A US federal appeals court on Friday temporarily lifted a trial court’s blocking of a Louisiana law mandating public schools to display the Ten Commandments in every classroom.
The US Court of Appeals for the Fifth Circuit limited the trial court’s earlier ruling, ensuring that the order applies to only the schools of the school board defendants. The appellate court’s lifting of the order will last until the court finishes reviewing the defendants’ appeal of the trial court’s order.
Louisiana officials had appealed the trial court’s order to the Fifth Circuit, arguing that the temporary order violated Louisiana law by requiring the notice of the law’s unconstitutionality to all schools instead of the schools operated by the defendant school boards.
The US District Court for the Middle District Court of Louisiana issued the initial order on Tuesday, finding that the law was unconstitutional on its face and in all applications. The court explained that the law required the display in too wide of contexts, such as the display being in every public school classroom regardless of the subject matter taught or the age of the students. The court added that the law’s requirement that “[t]he text of the Ten Commandments shall be the central focus of the [display] and shall be printed in a large, easily readable font” indicated the law was designed to instill religious beliefs into public school children. Moreover, the court found the legislative history showed that a substantial motivation behind the law’s passage was coercing students into having certain religious beliefs. The court’s order also prohibited the defendants and their agents from enforcing the law and required educational officials to notify Louisiana school boards of that ruling. The court ordered that the decision remain in place until the trial concludes.

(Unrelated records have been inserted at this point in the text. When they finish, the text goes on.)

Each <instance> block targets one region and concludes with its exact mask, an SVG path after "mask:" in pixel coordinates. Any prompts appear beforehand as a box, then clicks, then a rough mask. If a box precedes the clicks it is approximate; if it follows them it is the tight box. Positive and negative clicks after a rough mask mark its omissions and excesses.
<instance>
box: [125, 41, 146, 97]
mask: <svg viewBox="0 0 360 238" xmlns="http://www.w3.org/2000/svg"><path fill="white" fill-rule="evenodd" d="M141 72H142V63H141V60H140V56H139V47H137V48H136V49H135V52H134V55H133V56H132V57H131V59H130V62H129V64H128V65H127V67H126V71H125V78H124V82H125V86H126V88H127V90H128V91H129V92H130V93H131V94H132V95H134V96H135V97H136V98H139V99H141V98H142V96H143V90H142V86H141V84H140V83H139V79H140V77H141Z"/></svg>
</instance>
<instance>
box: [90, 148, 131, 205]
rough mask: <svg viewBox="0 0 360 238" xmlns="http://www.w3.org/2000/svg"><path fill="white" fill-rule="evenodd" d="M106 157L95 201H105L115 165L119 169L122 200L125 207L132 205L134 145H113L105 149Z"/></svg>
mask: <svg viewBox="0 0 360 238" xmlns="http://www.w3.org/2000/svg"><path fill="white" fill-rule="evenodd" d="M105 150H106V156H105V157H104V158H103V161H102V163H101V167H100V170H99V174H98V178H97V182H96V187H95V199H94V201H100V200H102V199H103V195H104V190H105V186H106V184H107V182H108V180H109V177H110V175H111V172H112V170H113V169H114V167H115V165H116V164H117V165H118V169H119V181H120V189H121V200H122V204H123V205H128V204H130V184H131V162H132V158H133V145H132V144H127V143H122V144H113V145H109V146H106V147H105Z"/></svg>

Louisiana law HB 71 passed in June, mandating public schools to display the Ten Commandments in each classroom. In July, Louisiana parents and civil rights organizations sued state educational officials and governmental bodies to block the enforcement of the law on the First Amendment grounds, specifically the prohibition of establishing a state religion and the right to free exercise of religion. The plaintiffs detailed that the classroom display would violate the free exercise of parents’ religious teachings for their children and the children not being pressured into refraining or participating in a religious exercise. Louisiana Attorney General Liz Murrill represented the defendants and asserted that the law does not violate the First Amendment because it requires that the Ten Commandments be displayed with context about its significance in American history.